The details on the panel are as follows:
Saturday, November 12th. 3:15-4:40
McKenna Hall Auditorium
Session 2: Education in the Mass Age: Why Scale Matters.
–Jeffrey Polet, Hope College
[The progressive movement attempted to reconstitute American education along the lines of a secular religion. Central to this project was a transformation of the schools into homogenized institutions of mass instruction in the new religion.]
–Patrick Deneen, Georgetown University
–Peter Koritansky, The University of Prince Edward Island
[The value of a college education has become too closely tied to its economic benefits.
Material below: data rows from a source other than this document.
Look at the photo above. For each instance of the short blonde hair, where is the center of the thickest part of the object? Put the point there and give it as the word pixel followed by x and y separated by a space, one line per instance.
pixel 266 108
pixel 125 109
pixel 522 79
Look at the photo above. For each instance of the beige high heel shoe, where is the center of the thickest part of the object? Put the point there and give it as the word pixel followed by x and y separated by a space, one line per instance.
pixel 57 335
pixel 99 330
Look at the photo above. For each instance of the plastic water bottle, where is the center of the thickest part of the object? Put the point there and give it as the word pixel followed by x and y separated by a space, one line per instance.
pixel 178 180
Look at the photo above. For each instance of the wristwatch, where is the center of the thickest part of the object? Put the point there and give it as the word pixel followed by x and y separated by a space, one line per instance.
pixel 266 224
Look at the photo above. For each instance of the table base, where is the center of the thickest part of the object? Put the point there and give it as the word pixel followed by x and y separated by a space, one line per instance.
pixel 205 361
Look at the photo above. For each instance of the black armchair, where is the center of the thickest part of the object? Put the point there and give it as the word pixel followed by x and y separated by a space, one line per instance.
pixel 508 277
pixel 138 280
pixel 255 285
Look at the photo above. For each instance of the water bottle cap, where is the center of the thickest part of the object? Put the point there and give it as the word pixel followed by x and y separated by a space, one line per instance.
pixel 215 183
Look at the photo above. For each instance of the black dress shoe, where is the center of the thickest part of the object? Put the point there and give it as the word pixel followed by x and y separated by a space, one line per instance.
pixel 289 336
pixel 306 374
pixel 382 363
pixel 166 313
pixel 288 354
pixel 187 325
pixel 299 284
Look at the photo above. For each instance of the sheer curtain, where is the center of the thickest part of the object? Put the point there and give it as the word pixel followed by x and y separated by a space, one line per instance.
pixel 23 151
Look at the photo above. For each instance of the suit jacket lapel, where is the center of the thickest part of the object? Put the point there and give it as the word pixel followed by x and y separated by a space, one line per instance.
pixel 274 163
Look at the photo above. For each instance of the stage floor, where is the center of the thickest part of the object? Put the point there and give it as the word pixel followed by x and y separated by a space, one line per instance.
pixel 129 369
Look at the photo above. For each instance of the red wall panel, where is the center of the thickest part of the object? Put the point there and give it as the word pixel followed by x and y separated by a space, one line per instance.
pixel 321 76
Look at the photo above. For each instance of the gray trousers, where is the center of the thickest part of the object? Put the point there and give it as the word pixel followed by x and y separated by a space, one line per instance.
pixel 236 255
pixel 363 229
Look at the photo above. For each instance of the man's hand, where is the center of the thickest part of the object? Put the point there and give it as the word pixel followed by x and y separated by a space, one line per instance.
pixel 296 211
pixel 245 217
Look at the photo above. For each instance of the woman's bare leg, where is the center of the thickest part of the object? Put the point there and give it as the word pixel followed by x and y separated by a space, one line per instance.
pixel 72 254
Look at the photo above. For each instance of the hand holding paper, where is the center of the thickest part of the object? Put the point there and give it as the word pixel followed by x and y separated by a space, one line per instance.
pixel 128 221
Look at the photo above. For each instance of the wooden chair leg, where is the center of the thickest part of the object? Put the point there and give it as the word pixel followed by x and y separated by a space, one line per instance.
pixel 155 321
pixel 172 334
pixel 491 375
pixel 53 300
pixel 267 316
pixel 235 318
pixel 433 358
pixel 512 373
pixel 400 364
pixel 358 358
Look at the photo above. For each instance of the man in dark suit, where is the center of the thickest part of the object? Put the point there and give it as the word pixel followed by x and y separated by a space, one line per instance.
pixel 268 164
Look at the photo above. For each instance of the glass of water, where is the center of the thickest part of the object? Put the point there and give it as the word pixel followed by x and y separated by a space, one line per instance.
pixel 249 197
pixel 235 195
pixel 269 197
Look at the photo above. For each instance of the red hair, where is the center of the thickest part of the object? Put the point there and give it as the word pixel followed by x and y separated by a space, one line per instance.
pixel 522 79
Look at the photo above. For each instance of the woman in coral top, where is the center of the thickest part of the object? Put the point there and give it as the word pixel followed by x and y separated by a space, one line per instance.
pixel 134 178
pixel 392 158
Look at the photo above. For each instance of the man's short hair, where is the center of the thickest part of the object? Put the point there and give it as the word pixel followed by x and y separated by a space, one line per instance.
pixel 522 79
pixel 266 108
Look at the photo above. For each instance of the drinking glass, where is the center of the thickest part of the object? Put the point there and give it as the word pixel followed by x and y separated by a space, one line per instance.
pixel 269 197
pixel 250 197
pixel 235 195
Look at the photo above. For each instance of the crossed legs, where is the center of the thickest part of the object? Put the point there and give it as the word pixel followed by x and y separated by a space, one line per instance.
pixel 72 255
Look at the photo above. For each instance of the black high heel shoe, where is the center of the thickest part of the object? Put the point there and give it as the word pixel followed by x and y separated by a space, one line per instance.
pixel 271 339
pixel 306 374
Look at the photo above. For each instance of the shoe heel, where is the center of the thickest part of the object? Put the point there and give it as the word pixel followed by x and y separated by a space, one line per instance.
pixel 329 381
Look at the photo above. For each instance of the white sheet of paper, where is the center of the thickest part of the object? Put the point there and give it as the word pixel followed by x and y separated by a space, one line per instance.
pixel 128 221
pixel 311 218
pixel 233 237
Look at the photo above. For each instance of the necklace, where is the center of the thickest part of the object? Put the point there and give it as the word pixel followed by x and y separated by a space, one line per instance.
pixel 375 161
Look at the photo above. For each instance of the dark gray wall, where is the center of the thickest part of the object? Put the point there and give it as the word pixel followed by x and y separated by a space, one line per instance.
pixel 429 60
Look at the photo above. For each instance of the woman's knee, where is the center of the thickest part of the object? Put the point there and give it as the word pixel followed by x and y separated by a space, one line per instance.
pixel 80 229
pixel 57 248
The goal of education toward fostering moral and virtuous members of their communities has been completely displaced by narrow utilitarian ends among students and moral relativism among the teachers.]
–Jason Peters, Augustana College
[The distinction between liberal and mechanical arts descends to us from Aristotle and is preserved in two books bearing the title in The Idea of the University. The distinction, though useful and necessary, is problematic when it becomes a division. Addressing the division is a vital task in the mass age.]
Universal Uniformity
–James Matthew Wilson, Villanova University
[Schools should arrange their curricula to lead to the formation of varied ideas of a good human character more particular than a vague commitment to “critical thinking.” This will involve schools forming diverse characters rather than merely preaching diversity.]
Chair: Philip Bess, University of Notre Dame
FYI: PJD has already promised to supply a bottle of Bourbon for the post-conference gathering.
Wish I could attend…
Nathan,
You got that slightly wrong – you promised to supply a bottle for my enjoyment. Happy to correct these slight mistakes. See you there, PJD
PJD is still broke from feeding handcrafted microbrews to Peters at the FPR Conference. I’ll buy the bourbon and a bottle of aspirin.
Thanks, Prof. Deneen! Thankssssssss.